But Uncle Otto’s life was beautiful and rich, not defined by his later struggle. So what to be thankful for on this day? I was unable to travel to the funeral, but I have no doubt that much will be shared about family, as children, grandchildren and cousins banter with a smile.
Five Thankful Thoughts in honor of Uncle Otto:
- Family roots – My mother’s only brother (with four girls in the family), Uncle Otto followed my grandfather’s farming footsteps. The farm carries on with my cousins Tim and Scott, then their extended families. In a world where family roots sometimes struggle to take hold, Uncle Otto’s legacy will carry on.

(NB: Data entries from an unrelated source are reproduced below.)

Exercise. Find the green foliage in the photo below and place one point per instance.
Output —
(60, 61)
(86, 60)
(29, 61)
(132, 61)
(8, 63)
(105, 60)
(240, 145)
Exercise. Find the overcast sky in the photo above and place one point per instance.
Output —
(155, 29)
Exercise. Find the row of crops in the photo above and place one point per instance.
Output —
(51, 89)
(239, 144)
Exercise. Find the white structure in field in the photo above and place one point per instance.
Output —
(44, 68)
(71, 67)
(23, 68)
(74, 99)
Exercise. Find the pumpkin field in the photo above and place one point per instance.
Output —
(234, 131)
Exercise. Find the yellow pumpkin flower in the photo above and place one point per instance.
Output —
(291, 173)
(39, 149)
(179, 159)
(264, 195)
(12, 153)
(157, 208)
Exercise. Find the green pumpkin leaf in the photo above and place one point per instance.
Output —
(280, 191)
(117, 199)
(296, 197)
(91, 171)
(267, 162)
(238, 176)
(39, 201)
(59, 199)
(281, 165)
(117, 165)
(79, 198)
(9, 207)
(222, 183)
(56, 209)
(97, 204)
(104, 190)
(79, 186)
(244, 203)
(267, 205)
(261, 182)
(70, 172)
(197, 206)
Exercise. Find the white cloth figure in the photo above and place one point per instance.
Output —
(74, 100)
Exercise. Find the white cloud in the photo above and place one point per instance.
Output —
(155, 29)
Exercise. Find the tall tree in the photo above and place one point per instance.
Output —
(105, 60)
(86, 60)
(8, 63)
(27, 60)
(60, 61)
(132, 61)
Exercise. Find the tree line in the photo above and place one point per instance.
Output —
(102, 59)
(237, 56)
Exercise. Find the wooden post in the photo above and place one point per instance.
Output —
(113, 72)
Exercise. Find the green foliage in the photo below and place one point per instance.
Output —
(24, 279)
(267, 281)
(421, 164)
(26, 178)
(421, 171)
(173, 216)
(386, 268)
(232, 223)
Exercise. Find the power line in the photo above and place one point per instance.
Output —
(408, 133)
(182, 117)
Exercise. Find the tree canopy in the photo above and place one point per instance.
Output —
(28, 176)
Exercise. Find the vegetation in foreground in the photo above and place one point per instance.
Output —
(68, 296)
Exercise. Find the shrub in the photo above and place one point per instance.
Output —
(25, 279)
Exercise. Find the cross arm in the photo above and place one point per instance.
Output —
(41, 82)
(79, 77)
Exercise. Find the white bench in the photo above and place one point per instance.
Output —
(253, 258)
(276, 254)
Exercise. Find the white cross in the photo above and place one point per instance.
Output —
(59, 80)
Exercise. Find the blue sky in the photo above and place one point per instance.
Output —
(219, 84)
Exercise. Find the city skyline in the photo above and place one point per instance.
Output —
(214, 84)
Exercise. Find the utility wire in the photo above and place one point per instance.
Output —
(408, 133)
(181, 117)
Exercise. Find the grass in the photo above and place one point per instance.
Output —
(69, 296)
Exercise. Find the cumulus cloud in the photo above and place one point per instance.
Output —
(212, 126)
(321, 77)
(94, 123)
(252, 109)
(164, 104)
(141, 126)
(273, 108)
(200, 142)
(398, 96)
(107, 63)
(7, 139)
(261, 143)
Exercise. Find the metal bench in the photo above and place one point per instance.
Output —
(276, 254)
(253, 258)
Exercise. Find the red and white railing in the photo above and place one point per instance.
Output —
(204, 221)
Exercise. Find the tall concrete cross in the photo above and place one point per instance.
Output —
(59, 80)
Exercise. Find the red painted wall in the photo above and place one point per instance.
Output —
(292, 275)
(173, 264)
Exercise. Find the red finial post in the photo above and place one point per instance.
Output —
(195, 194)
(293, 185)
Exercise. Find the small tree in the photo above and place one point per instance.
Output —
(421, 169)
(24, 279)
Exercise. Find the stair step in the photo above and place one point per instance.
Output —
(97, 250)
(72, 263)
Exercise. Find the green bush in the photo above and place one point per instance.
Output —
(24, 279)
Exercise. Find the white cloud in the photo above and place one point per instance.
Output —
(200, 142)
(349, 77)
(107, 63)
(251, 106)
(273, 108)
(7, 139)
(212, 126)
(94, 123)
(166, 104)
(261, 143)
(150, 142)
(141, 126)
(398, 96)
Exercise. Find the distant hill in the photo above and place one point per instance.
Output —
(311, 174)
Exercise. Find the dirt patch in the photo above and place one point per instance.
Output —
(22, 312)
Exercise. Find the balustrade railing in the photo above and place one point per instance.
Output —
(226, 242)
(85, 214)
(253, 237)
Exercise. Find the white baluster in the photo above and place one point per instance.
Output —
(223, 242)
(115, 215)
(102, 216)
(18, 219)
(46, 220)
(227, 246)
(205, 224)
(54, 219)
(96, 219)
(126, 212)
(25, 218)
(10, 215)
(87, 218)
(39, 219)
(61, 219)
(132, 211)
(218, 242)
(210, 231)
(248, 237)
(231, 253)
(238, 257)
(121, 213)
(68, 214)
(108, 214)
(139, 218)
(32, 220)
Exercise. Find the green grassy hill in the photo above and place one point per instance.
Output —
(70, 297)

- Family man – Five children in the Otto and Donna Wuethrich family were neat cousins to grow up with, though I was much younger. I never really got to know the oldest cousin, Jerry, as I was only ten years old when he died in a car accident. The photo here is one Scott posted on Facebook – isn’t it a lovely image of Uncle Otto and two of his happy kiddoes?

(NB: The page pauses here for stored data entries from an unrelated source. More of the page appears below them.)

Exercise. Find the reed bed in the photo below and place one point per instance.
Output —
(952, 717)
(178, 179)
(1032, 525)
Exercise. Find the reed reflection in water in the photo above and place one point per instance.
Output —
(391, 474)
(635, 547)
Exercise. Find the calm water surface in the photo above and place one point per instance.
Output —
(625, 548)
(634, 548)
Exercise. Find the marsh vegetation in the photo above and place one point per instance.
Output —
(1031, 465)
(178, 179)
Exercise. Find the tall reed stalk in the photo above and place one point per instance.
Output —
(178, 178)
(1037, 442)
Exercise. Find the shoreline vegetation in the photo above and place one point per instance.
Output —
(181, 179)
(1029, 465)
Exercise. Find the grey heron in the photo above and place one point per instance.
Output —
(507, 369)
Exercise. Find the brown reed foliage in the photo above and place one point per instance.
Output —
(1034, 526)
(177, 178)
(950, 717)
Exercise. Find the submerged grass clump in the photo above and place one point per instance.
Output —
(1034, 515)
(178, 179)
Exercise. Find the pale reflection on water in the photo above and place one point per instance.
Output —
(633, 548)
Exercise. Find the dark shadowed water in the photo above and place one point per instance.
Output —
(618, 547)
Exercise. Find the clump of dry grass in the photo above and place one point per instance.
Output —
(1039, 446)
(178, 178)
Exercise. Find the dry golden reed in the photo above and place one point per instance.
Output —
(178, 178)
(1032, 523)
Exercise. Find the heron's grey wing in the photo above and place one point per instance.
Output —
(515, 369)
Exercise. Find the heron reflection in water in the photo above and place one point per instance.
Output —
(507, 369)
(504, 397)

- Man of Faith – Otto Wuethrich held strong to his faith, and I know he was a part of the leadership at the Apostolic Christian Church in Francesville, where my mother attended when growing up. Though the more formal, traditional church may seem unusual, the heart of this church is pure on a level often not seen in less formal houses of worship. After Grandpa Wuethrich passed away when I was in elementary school, I recall Uncle Otto leading a prayer at a large family gathering. And his voice sounded exactly like Grandpa had sounded, with as sure of a prayer.

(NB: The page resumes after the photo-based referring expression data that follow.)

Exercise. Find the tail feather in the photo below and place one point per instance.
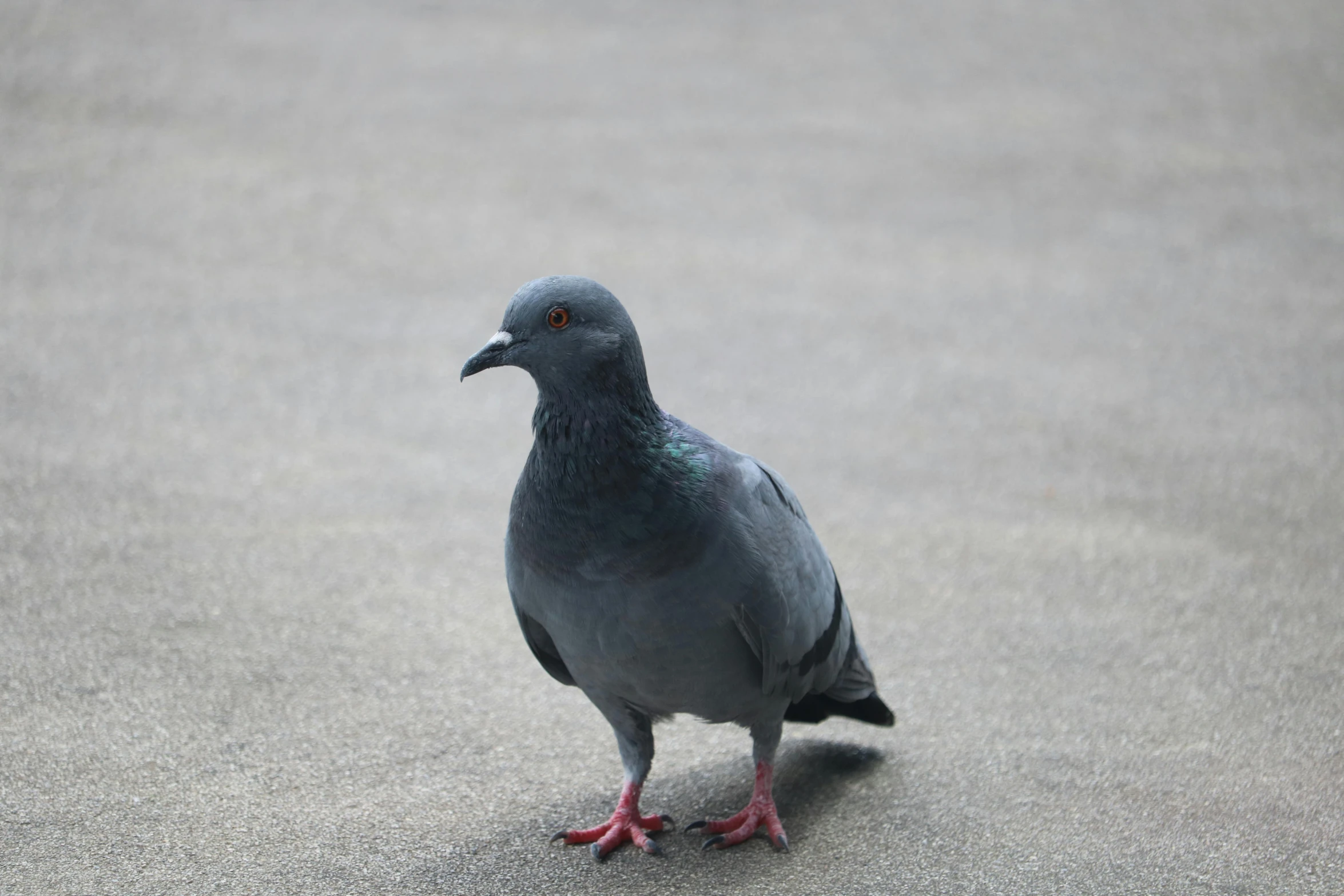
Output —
(817, 707)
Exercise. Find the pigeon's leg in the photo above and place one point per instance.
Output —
(635, 739)
(760, 812)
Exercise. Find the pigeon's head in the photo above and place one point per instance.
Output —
(569, 333)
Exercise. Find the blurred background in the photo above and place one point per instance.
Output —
(1037, 305)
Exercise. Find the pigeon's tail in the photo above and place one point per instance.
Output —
(817, 707)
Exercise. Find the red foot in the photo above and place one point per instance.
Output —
(758, 812)
(625, 824)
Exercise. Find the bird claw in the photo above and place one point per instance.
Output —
(625, 824)
(758, 813)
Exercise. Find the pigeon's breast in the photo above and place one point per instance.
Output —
(665, 644)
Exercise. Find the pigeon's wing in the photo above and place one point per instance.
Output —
(543, 648)
(792, 613)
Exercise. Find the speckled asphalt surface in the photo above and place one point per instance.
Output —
(1039, 306)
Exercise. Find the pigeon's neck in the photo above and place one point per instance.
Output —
(580, 430)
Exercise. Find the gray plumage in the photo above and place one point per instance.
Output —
(655, 568)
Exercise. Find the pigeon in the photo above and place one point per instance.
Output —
(658, 570)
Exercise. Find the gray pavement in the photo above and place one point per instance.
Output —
(1039, 306)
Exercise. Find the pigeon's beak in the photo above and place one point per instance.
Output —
(492, 355)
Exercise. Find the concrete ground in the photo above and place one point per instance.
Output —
(1038, 306)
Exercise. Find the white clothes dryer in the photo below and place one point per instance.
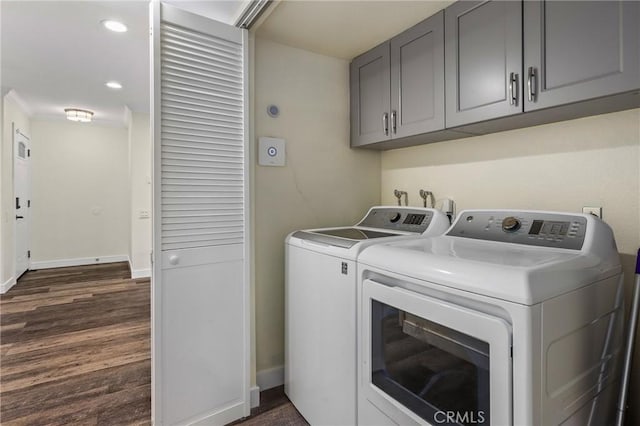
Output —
(320, 307)
(510, 318)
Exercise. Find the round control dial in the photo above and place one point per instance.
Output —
(511, 224)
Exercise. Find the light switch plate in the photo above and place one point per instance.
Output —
(271, 151)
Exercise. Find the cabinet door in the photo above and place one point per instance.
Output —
(417, 79)
(580, 50)
(483, 54)
(370, 94)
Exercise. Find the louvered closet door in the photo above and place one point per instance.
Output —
(200, 300)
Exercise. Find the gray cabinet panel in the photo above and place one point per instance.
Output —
(580, 50)
(370, 96)
(417, 78)
(483, 53)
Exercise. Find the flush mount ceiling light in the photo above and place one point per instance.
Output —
(115, 26)
(113, 85)
(81, 115)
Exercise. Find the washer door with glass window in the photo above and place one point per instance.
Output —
(427, 361)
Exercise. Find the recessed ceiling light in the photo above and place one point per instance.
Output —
(116, 26)
(114, 85)
(81, 115)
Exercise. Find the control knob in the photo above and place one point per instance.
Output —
(511, 224)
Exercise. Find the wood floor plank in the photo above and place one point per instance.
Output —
(75, 348)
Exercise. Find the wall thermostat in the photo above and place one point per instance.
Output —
(271, 151)
(273, 111)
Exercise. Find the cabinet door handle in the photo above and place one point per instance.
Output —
(513, 88)
(532, 84)
(393, 122)
(385, 123)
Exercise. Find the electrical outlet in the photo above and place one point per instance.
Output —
(596, 211)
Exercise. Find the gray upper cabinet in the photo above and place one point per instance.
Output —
(417, 79)
(370, 96)
(397, 88)
(575, 51)
(483, 51)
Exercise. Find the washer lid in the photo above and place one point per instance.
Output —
(342, 237)
(518, 273)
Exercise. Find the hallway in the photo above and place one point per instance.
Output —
(75, 347)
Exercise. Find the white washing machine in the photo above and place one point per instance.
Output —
(320, 308)
(510, 318)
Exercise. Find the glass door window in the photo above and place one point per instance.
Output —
(438, 373)
(431, 360)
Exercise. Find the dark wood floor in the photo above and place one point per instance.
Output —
(75, 348)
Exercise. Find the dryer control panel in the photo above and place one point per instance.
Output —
(521, 227)
(399, 218)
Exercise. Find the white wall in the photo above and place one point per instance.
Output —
(140, 192)
(324, 182)
(593, 161)
(13, 114)
(80, 193)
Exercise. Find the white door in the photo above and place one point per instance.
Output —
(22, 153)
(200, 284)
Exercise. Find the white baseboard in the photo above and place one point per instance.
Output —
(254, 396)
(61, 263)
(140, 273)
(267, 379)
(7, 285)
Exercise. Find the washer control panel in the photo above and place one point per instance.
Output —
(398, 219)
(531, 228)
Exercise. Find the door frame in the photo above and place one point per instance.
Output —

- Outdoorsman – Uncle Otto loved to fish – and he even stocked fish in the pond behind their home. And young relatives who love to fish were able to do so! I appreciated him sharing this bit of his life with us.
- Aunt Donna – his high school sweetheart! I’m thankful that he brought into the Wuethrich family a gem of a sister-in-law for my mother. Aunt Donna, later in life, developed a sweet yet sardonic humorous routine, a la Erma Bombeck, and we’re so blessed that she is a “Wonderful Wuethrich Woman.” The long goodbye of Alzheimer’s was especially hard for Aunt Donna, who also faces Parkinson’s, but she stood by Uncle Otto even when it was tough. We love you, Aunt Donna!
On this lovely Sunday, our family’s time of worship had us looking at prayer – an amazing gift that I continue to aim to understand. So today’s thankful things will start with prayer!
Today’s 5 Thankful things:
- God who answers prayer – Even when the answers aren’t quite what we thought we needed.
- God who knows – …even when we don’t. This photo of the robin was taken in front of our house four years ago, and it’s in honor of the similar robin we affectionately named “Dumb Bird.” Why? I’ll give the story next.
- Because too often, I’m the “dumb bird. This particular robin decided that he needed to build a nest over our front door, on the little ledge there. At only an inch or so deep, we knew a nest there wouldn’t survive, so we continually removed the pile of nest-building material he’d pile there. Each time we’d remove them, he’d pile them again. He didn’t see that we had removed those for a reason. Dumb Bird’s story was a parable God offered me – when I desire to build a nest that wouldn’t work, I know God has a tree somewhere that would suit me better than the ledge I deem as perfect.
- Family helps answer many of our prayers and needs – I continue to be amazed at how God continues to answer prayers and meet needs that I didn’t even know I had.
- Laughter – I love how happy laughter of family and friends can help lighten the heart and mood, giving God a chance to turn my ear to Him!
Happy Independence Day to my fellow Americans! The Fourth of July reminds me of so many things I have to be thankful for. Here are a few:
- I love our country! – Though quite imperfect, America is my home country, and there are so many wonderful things that come together to make our very diverse nation a beautiful place.
- Picturesque spots – From sea to shining sea, as the lyrics proclaim, America truly is beautiful.
- We’re young, but we do have history – As my daughters spent the past school year immersed in the depths of our history during advanced placement US History (APUSH), I, the parent, was reminded of chapters of our history that may not all make me proud, but do show how far we’ve come.
- Family roots – My grandmother (Dad’s mom, Helen Trimble) once told me that our family does date back to the colonial times. My great-great-great…… aunt was Dolly Madison’s sister, or something of that sort. (Dolly Madison was the wife of James Madison, not just the brand name of a snack cake advertised with the Peanuts cartoon characters.)
- Freedom! – Ability to worship God unimpeded by governmental rules and requirements is a beautiful thing.
p.s. The fourth of July is also the special day of a friend who lives “across the pond.” Happy Birthday, Ruthie!